The fjord is 127 meters deep at its deepest point, located just inside the mouth in the middle of the fjord.

== Environmental issues ==
From 1972 to 1978, the fjord was used for the disposal of mining waste.

Repparfjorden has been studied for effects of sea disposal of mine tailings. Elevated levels of elements including lead, arsenic, chromium copper, selenium were found in haddock at the landfill. Further away from the test station, levels were lower. Reports indicate that the amounts of most elements were well below the limits at which they are safe to eat. The Norwegian Food Safety Authority has a general warning against eating liver from coastal fish, as lead was deposited into the liver of haddock.

Previous experiences with subsurface tailing deposits harmed ecosystems and the local economy.

Ocean dumping of mining waste, has not [re-started or] started (as of 2026).

==Repparfjorden conflict==

"Organized resistance" against the mining project, has been going on for about two decades as of 2026.

On 14 April 2026, Norway's parliament is scheduled to vote about revoking Nussir's permit-for-emissions/discharge (or utslippstillatelse), according to a media outlet; as of Q2 2026, the mining company has permission to dump tailings into the fjord. Earlier (24 January 2026), news outlets said that within a week, 4 political parties will request that parliament votes on having the government recall the mining permit.
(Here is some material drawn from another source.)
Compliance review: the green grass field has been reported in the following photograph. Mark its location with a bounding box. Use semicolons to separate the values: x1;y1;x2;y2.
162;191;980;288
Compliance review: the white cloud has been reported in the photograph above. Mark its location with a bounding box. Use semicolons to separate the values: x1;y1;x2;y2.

Those parties are SV, Venstre, the Green Party, and Rødt.

The mining project goes against the Water Framework Directive; the EFTA Surveillance Authority opened its case against Norway in 2026. That regulatory agency "has issued a Formal Notice for the revocation of Nussir's PCA permit", according to a media outlet. Norway is supposed to follow laws that apply to the European Economic Area. Furthermore, indigenous rights under Free, Prior and Informed Consent (FPIC), are being violated by the government.

In June 2026, 14 activists lost their trial and a court in Finnmark handed down fines to all; one fine's size was Norwegian kroner 19,000. C. 40 other people are charged and expected to stand trial in August and September; at least one trial is scheduled in October. Some individuals have been fined, repeatedly; One protester is a politician from Harstad, and his fines have a total of 50,000 to 80,000 Norwegian kroner, according to media.

In a verdict (March 2026) from an earlier trial, four activists that blockaded a ministry of the government, (and did not pay fines given by the police), had fines handed down by the lower court system (in Oslo). Those fines are between 9,600 and 11,600 Norwegian kroner and have been appealed. As of Q3 2025, less than 80 people have been fined.

There have been protests outside offices of Hartree Partners, in several countries; one round of protests started on 24 February 2026 outside the Oslo offices of Hartree Partners. The company is one of the largest investors of the mining company. A media outlet said on 26 February 2026, that Hartree Partners "does not answer emails, phone calls, or messages"; furthermore, "they do not answer journalists". Media has published pictures of 26 February protests outside Norway's embassy in Helsinki. There were also protests [at commercial property] in London and Genève with non-independent sources documenting them with photos. Furthermore, there were protests in Hamburg, Melbourne, and New York according to media. Oaktree Capital Management owns Hartree partners. Earlier (October 2025), there was a protest in London. The owner of the mining company "Nussir" is Blue Moon Metals and Hartree/Oaktree.

Organizations that are opposing the ocean dumping, include Nature and Youth, and the Norwegian Society for the Conservation of Nature. The site is called "The Nussir mine", or Nussir-gruven

Protesters have been arrested by police (also prior to 2024), and blockades of construction machinery are events that have been compared to the Alta conflict. However, during the Alta conflict the government deployed 600 police officers to reinforce the local police that were trying to prevent acts of civil disobedience.

Protests at the construction site are ongoing as of January 2026.

Earlier (year 2021), the largest "copper contract" in Norwegian history, was cancelled; Aurubis no longer was the buyer (of the copper), in that mining project.